A patient presents requiring a procedure consistent with D2990 (resin infiltration for smooth surface lesions). The treating dentist documents the clinical findings, performs the procedure as indicated, and records detailed notes including the diagnosis, technique, and outcome. The billing team verifies insurance coverage, submits the claim with D2990 and supporting documentation, and follows up to ensure timely reimbursement. When the initial claim is processed, the practice reviews the Explanation of Benefits and addresses any discrepancies promptly.

Related CDT Codes to D2990

If you are researching D2990, you may also need to reference these related CDT codes in the other restorative services range and beyond:

Frequently Asked Questions About D2990

Can the D2990 dental code be applied to both baby teeth and adult teeth?
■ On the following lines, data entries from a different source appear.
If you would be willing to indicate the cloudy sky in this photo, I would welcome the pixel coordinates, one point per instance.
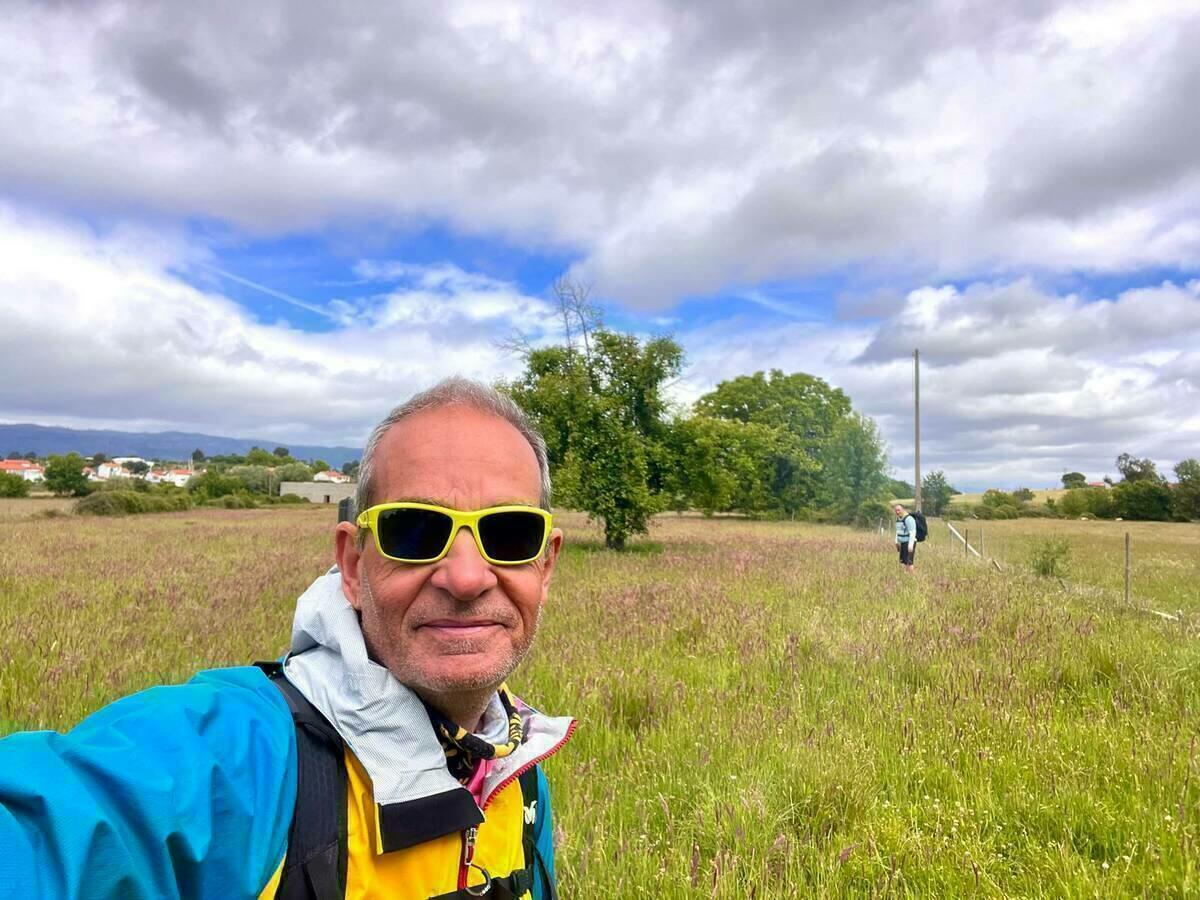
(279, 219)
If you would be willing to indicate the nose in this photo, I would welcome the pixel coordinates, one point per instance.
(463, 573)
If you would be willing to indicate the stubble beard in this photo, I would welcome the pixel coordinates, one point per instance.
(385, 642)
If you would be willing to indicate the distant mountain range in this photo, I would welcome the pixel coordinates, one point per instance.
(43, 441)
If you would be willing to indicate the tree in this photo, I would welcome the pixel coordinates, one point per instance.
(13, 485)
(258, 456)
(598, 400)
(64, 475)
(293, 472)
(935, 493)
(803, 409)
(1146, 499)
(856, 465)
(721, 466)
(256, 479)
(213, 484)
(1187, 491)
(1134, 469)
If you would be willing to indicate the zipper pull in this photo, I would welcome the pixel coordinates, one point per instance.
(468, 845)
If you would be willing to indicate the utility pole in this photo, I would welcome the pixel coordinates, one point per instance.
(916, 423)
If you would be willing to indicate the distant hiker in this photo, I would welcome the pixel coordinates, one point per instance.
(383, 756)
(906, 535)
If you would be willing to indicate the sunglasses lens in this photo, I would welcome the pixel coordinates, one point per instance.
(511, 537)
(413, 533)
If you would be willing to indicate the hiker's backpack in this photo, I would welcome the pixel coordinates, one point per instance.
(316, 864)
(922, 527)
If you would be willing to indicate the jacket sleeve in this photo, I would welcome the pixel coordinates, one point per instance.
(544, 837)
(174, 792)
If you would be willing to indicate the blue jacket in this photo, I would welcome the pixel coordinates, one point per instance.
(175, 792)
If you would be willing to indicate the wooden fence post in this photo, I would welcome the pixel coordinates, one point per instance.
(1128, 567)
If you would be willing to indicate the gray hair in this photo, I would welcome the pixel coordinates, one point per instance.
(447, 393)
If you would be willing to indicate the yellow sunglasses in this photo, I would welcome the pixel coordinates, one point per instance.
(423, 533)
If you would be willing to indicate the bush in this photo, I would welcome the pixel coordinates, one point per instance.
(233, 501)
(869, 514)
(13, 485)
(1050, 558)
(125, 503)
(213, 484)
(1143, 499)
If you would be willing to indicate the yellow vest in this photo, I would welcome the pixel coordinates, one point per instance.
(430, 869)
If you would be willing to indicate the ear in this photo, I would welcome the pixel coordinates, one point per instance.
(553, 544)
(347, 552)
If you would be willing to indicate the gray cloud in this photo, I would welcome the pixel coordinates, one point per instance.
(678, 148)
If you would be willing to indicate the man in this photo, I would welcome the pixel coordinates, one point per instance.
(385, 756)
(906, 537)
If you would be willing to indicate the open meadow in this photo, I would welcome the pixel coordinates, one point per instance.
(766, 708)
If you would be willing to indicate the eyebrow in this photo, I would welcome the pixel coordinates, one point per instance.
(435, 502)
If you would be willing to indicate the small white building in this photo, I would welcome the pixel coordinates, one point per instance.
(336, 478)
(24, 468)
(178, 477)
(111, 469)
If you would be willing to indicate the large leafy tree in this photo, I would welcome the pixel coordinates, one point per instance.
(13, 485)
(1145, 498)
(598, 400)
(803, 409)
(856, 465)
(64, 475)
(1187, 490)
(935, 493)
(723, 466)
(1134, 469)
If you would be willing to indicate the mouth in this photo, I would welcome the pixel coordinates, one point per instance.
(460, 629)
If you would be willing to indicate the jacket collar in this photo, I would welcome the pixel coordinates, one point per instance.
(387, 727)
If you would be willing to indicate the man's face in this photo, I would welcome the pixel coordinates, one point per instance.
(460, 624)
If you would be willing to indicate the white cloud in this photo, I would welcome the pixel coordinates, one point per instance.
(1018, 384)
(95, 334)
(677, 148)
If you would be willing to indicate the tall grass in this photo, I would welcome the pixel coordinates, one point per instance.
(767, 709)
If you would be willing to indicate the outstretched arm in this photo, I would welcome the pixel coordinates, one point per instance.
(174, 792)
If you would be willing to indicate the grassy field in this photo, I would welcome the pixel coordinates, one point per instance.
(1165, 556)
(1039, 497)
(767, 709)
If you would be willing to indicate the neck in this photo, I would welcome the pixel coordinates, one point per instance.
(463, 708)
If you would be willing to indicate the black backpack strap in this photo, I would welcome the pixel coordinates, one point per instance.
(534, 864)
(315, 867)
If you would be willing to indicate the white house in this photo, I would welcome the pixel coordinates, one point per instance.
(336, 478)
(111, 469)
(130, 460)
(24, 468)
(177, 477)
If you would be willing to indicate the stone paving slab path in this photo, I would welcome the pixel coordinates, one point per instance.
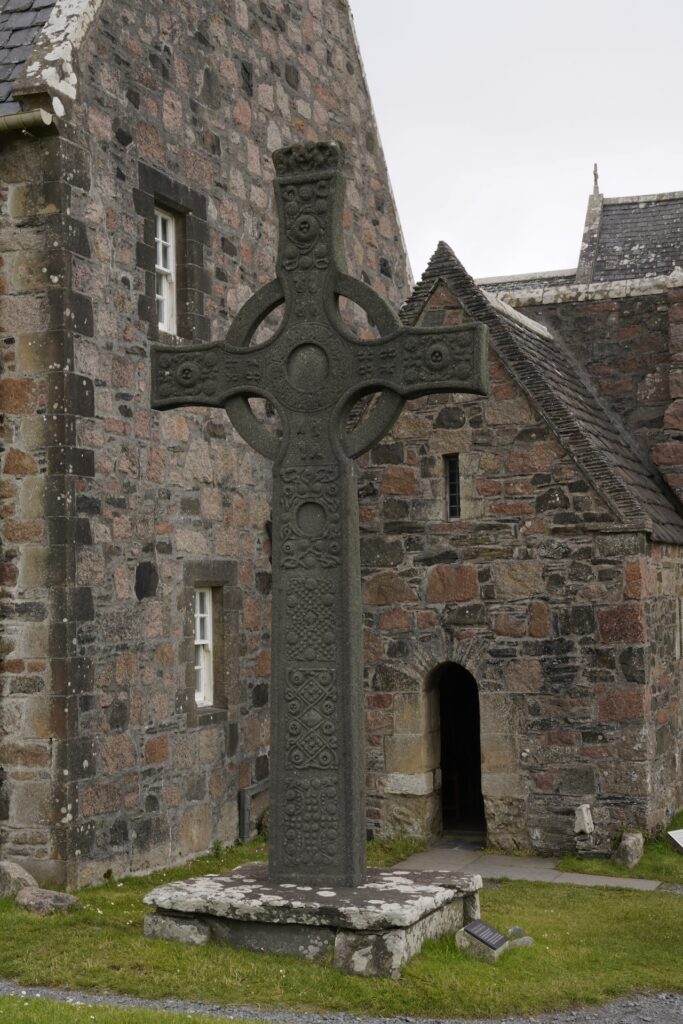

The D2990 code is appropriate for use on both primary (baby) teeth and permanent (adult) teeth. The determining factor is not the tooth type, but rather that the treatment involves resin infiltration for early-stage, non-cavitated smooth surface lesions where the enamel remains intact. Always verify with the specific insurance carrier, as policies and coverage rules can vary significantly between payers. Maintaining thorough documentation for D2990 will strengthen your position in any audit or appeal scenario.

What should dental offices do when insurance doesn't provide coverage for D2990?

When insurance coverage is not available for D2990, dental offices should provide transparent communication with patients prior to beginning treatment. This includes presenting a comprehensive cost estimate and exploring various payment alternatives. Offices might also consider implementing payment plan options or offering reduced rates for preventive treatments to make the procedure more financially accessible. Always verify with the specific insurance carrier, as policies and coverage rules can vary significantly between payers. Maintaining thorough documentation for D2990 will strengthen your position in any audit or appeal scenario.

What conditions or patient circumstances make D2990 treatment unsuitable?

The D2990 procedure is not recommended for lesions that have already formed cavities or for patients with inadequate oral hygiene practices who face elevated risk of continued tooth decay. The treatment is also inappropriate when there are signs of dentin involvement beneath the surface or when patients are unable to commit to proper follow-up appointments and ongoing care. Always verify with the specific insurance carrier, as policies and coverage rules can vary significantly between payers. Maintaining thorough documentation for D2990 will strengthen your position in any audit or appeal scenario.

What is the typical reimbursement range for D2990?

Reimbursement for D2990 (resin infiltration for smooth surface lesions) varies based on geographic location, payer contract terms, and whether the patient has in-network or out-of-network coverage. Fee schedules are typically set by individual insurance carriers, so practices should verify expected reimbursement during benefits verification. If your practice consistently receives lower-than-expected payments for D2990, consider renegotiating your fee schedule with major payers or reviewing your UCR (Usual, Customary, and Reasonable) data for your region.

Does D2990 require prior authorization?

Prior authorization requirements for D2990 depend on the patient's specific insurance plan. Some carriers require advance approval for procedures coded under D2990, while others process claims without it. Best practice is to verify authorization requirements during insurance eligibility checks before the appointment. If prior authorization is required, submit the request with detailed clinical notes and supporting documentation to avoid delays in patient care and claim processing.